I shall be speaking of Bantry House next Tuesday, August 26th when, as part of Heritage Week, I am giving a talk on Some Irish Houses and Demesnes at the Market House, Monaghan at 8pm, admission is free. For more information, see: http://www.heritageweek.ie/whats-on/event-details?EventID=296
The name Ballyfin derives from the Irish An Baile Fionn, meaning the fair place, and it’s an apt description for the house and estate in County Laois which now bear that name. Originally this part of the country was under the control of the O’More clan, but like so many others they were displaced of their lands during the settlement period in the 16th century. Laois was one of two counties created by Queen Mary in 1556 when it was called Queen’s County (and its main town, now Portlaoise, was Maryborough) and by the early decades of the following century Ballyfin had passed into the control of Sir Piers Crosby who is said to have built a castle here. In the disturbances of the 1640s, however, Crosby lost this territory when it came into the ownership of one Periam Pole, younger son of the Devonshire antiquarian Sir William Pole. In turn his son, likewise called Periam, would be confirmed as being in possession of the land, part of a larger estate of some 3,500 acres.

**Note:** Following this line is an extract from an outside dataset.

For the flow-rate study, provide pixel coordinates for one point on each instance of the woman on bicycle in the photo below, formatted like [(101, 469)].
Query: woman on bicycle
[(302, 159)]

His son William Pole succeeded him in 1704 and some time later pulled down the old Crosby castle, replacing it with a more commodious house, these changes being described by a nephew as ‘grand and expensive and his designs were elegant, as his gardens show.’ But the expenditure meant that by 1727, the same relation would comment that William Pole ‘died worth no ready money between his improving Ballyfin and his wife’s going constantly every winter to Dublin.’ His elder son, another Periam – who undertook restoration on the house following a fire – died childless in 1748 and so the estate went to his sibling, another William Pole. The latter and his wife Lady Sarah Moore, a daughter of the fifth Earl of Drogheda, greatly developed Ballyfin’s parkland: in May 1759 Emily, Countess of Kildare could write to her husband, ‘Yesterday I saw a most delightful place indeed, much beyond any place I have seen in Ireland – Ballyfin…There is a piece of water there very like what I fancy ours will be, only broader; fine plantations and the greatest variety of trees and flowers almost that I ever saw anywhere.’ Over 250 years later Lady Kildare’s description remains apt.

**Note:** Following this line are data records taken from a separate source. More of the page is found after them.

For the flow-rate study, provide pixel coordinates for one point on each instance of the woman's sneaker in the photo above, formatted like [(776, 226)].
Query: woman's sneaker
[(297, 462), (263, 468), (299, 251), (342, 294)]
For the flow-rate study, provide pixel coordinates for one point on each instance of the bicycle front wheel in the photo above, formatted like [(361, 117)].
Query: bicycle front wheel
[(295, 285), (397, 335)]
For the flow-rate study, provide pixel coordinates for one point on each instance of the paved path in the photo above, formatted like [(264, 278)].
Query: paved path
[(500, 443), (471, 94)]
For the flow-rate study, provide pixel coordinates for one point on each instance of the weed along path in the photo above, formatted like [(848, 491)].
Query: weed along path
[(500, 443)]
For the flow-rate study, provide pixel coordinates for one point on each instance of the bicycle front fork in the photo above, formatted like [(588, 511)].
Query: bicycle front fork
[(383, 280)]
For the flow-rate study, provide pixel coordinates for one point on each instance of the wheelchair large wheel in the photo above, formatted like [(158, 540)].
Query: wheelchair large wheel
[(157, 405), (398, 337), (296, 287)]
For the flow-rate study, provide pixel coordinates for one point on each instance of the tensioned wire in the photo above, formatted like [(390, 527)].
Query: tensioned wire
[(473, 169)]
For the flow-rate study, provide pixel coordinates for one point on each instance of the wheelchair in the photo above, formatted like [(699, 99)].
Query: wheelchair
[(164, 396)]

In addition to the grounds, William and Lady Sarah Pole also carried out work on the house built by his father, including ‘an elegant and commodious square of offices’ and, in 1778, an extension to the building that provided a new entrance hall and series of reception rooms. In 1784 William Ashford painted a number of views of Ballyfin which provide us with an idea of its appearance at the time; one of these pictures was engraved by Thomas Milton and published in 1787 in his Views of Seats in Ireland. The house is shown across the lake created by the Poles, a fourteen-bay elevation conforming to Milton’s description of it as ‘plain and modern-built’, the result being ‘an excellent family mansion’ with rooms ‘large and commodious, fitted up with taste’. Another engraving of the same building in 1794 shows its uneven façade and provides confirmation that the owners were planning still further developments. On the other hand, as was so often the case in Ireland, ambition outstripped income and it is apparent the Poles were heavily indebted by the time of their deaths in 1780 and 1781 respectively. Still, they were determined the improvements they had undertaken should not be dissipated, William Pole declaring in his will that ‘the person for the time being who shall enjoy my mansion house and demesne of Ballyfin shall engage and employ a skilful gardiner at the salary of one hundred pounds Sterling a year to attend and take care of the improvements…so as to keep and preserve the same in good and compleat order, repair and condition.’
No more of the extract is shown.